8.3. The limitations of liability pursuant to section 9.2 shall also apply to breaches of duty by persons whose fault KFB is responsible for in accordance with the statutory provisions. They shall not apply if and to the extent that KFB fraudulently concealed a defect or assumed a guarantee for the quality of the Goods and for claims of the customer under the Product Liability Act.
8.4. In the event of a breach of duty that does not consist of a defect, the customer may only rescind or terminate the contract if KFB is responsible for the breach of duty. A free right of termination of the customer (especially according to sections 651, 649 of the German Civil Code) is excluded. Otherwise, the statutory requirements and legal consequences shall apply.
- Drawings and other documents
We reserve title and copyrights to cost estimates, drawings and other documents provided to the customer. They may not be used for purposes other than those stated by us or made accessible to third parties.
- Export regulations and local laws
The customer shall observe all relevant export regulations as well as the laws and other regulations applicable at the place of use of the Goods which apply to the assembly and/or operation of the Goods and shall obtain any necessary permits and documents at its own expense.
- Data protection
The data in connection with the processing of business transactions will be processed by us in compliance with the statutory provisions.

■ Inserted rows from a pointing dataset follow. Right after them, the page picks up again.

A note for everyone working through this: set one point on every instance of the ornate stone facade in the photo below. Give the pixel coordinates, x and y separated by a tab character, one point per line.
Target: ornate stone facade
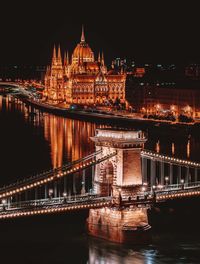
82	80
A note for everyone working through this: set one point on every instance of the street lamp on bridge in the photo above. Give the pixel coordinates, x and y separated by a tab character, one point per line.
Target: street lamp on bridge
50	193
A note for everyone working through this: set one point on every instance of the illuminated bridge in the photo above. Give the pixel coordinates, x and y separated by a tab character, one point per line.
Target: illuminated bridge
117	184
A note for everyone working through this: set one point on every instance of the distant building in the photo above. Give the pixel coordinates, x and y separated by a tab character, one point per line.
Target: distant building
163	97
192	71
82	79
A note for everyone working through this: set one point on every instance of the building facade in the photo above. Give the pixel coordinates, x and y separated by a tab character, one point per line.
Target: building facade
157	99
81	79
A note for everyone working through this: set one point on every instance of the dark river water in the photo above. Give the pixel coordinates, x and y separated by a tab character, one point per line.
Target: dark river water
31	143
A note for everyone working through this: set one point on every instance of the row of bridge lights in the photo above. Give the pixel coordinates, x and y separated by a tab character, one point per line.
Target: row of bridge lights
192	193
159	186
54	210
18	190
171	159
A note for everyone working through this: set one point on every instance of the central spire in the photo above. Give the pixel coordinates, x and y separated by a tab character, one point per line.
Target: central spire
82	35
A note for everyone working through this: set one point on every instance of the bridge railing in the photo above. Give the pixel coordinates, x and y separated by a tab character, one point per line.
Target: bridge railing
32	183
168	159
41	175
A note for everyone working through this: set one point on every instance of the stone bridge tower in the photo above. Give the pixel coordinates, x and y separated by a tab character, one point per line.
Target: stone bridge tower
121	173
119	176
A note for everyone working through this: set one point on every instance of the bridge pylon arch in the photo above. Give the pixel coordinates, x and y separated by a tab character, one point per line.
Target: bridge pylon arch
123	170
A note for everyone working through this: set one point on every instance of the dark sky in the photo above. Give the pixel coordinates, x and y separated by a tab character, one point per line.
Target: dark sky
147	31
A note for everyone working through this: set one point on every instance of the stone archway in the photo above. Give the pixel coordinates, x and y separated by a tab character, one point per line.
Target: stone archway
107	174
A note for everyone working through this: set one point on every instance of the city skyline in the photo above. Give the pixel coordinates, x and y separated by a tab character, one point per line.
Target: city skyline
144	32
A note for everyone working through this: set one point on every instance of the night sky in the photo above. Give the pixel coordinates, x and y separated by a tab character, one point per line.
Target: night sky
145	31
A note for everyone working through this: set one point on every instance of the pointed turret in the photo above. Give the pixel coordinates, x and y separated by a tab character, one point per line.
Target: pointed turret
82	35
59	56
54	58
54	52
99	58
67	58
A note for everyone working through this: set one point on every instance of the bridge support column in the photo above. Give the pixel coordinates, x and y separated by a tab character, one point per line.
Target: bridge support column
144	169
46	191
65	184
83	183
187	175
162	173
195	174
74	184
153	172
55	189
120	225
170	173
179	175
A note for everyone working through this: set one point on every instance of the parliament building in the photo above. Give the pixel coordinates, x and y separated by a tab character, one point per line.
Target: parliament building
82	79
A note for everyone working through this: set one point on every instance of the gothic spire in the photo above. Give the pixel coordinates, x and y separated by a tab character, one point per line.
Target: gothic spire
54	52
102	59
82	35
67	58
59	55
99	58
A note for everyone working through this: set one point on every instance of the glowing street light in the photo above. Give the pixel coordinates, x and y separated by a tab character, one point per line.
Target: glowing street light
50	193
65	197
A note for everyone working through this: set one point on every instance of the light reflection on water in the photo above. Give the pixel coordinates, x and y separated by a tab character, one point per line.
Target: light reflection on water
50	140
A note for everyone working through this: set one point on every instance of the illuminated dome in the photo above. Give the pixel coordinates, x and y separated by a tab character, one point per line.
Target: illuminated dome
82	52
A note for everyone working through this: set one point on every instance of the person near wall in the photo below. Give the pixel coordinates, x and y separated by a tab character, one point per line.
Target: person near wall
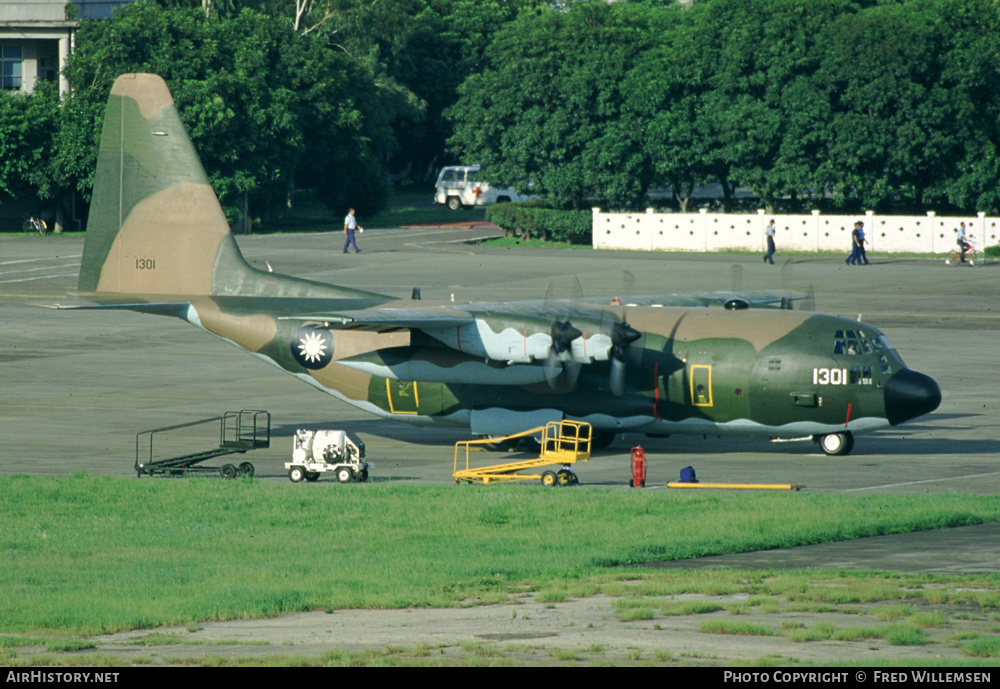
769	232
963	244
857	245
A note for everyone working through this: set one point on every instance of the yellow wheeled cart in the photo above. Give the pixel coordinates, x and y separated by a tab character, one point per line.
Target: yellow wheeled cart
562	442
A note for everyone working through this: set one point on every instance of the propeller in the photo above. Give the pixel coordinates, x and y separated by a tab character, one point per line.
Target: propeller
787	278
622	335
563	333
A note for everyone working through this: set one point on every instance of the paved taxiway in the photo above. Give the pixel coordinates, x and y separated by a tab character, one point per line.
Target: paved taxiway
78	386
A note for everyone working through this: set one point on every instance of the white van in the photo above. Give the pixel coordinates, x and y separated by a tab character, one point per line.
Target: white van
458	187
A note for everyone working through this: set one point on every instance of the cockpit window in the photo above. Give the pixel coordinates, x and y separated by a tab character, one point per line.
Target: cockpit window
858	343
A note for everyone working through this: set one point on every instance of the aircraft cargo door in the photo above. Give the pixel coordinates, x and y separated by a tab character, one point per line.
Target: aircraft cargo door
411	397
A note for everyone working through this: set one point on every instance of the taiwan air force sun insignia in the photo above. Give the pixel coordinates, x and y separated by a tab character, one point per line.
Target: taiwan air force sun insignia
312	346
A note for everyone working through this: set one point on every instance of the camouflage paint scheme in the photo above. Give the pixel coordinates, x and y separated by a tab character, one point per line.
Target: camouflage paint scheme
158	242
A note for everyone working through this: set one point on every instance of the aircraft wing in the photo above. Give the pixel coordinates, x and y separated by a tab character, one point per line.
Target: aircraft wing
390	318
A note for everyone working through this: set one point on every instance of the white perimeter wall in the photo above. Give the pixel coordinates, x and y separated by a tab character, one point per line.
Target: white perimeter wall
887	234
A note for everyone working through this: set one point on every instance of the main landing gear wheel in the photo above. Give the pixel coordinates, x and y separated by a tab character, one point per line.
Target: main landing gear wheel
836	444
565	477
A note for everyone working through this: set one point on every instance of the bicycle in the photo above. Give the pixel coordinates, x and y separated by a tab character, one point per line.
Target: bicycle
973	257
33	224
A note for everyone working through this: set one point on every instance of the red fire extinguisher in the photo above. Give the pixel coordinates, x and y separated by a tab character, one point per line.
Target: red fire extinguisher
638	468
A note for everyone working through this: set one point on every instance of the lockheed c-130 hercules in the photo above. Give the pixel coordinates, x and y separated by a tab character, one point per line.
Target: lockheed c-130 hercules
710	363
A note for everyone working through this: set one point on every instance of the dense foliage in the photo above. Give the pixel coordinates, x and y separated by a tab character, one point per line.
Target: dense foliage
863	103
532	220
853	103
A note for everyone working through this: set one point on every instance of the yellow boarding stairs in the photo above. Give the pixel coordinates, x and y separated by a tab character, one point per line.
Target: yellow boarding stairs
563	442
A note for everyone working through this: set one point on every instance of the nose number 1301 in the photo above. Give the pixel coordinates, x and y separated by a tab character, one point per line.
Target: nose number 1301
829	376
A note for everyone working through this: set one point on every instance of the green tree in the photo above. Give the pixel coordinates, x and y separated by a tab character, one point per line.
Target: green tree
547	108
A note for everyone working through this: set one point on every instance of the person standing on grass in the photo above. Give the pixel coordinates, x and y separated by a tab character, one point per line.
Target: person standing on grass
350	226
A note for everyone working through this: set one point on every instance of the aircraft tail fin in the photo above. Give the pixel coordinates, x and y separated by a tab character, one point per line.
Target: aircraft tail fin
156	226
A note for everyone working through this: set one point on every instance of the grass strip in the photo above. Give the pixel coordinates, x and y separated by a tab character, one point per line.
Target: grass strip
100	554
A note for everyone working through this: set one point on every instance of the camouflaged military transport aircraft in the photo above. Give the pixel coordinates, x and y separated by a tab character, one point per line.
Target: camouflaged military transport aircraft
158	243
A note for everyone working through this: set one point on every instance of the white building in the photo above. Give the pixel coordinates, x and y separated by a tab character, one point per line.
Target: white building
36	38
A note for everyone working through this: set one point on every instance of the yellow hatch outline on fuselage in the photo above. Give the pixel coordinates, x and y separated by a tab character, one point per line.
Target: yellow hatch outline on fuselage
416	397
708	390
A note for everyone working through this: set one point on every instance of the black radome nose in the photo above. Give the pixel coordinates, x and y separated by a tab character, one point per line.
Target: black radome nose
909	394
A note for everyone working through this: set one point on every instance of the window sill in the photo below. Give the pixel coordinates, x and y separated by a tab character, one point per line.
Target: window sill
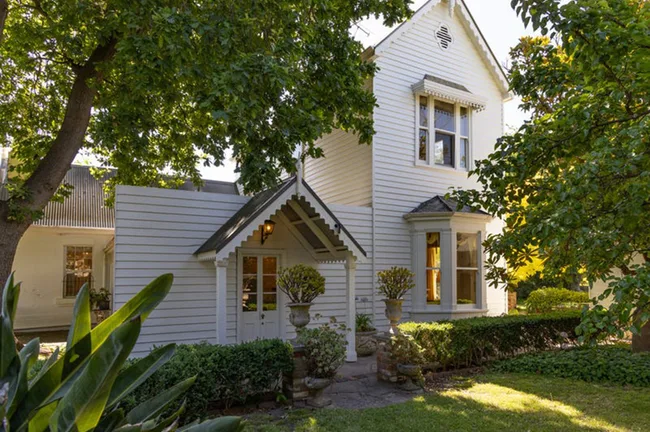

- Applicable law, arbitration, place of jurisdiction
12.1. The law of the Federal Republic of Germany shall apply exclusively to the exclusion of the UN Convention on Contracts for the International Sale of Goods (CISG).
12.2. All disputes between KFB and the customer shall be settled in accordance with the Arbitration Rules of the German Institution of Arbitration (Deutsche Institution für Schiedsgerichtsbarkeit e.V.). (DIS) shall be finally decided under exclusion of the ordinary legal process. The place of arbitration shall be Winsen/Luhe or Mainz at our discretion.
12.3. Alternatively, the plaintiff may also choose proceedings before the ordinary courts. Exclusive place of jurisdiction in this case is Winsen/Luhe. However, KFB is also entitled to bring an action at the customer’s head office or in Mainz.
12.4. If the plaintiff appeals to the ordinary courts, the plea of arbitration by the other party shall be excluded.
12.5. Unless otherwise stated in the order confirmation, the registered office of KFB in Winsen/Luhe shall be the place of performance and place of subsequent performance.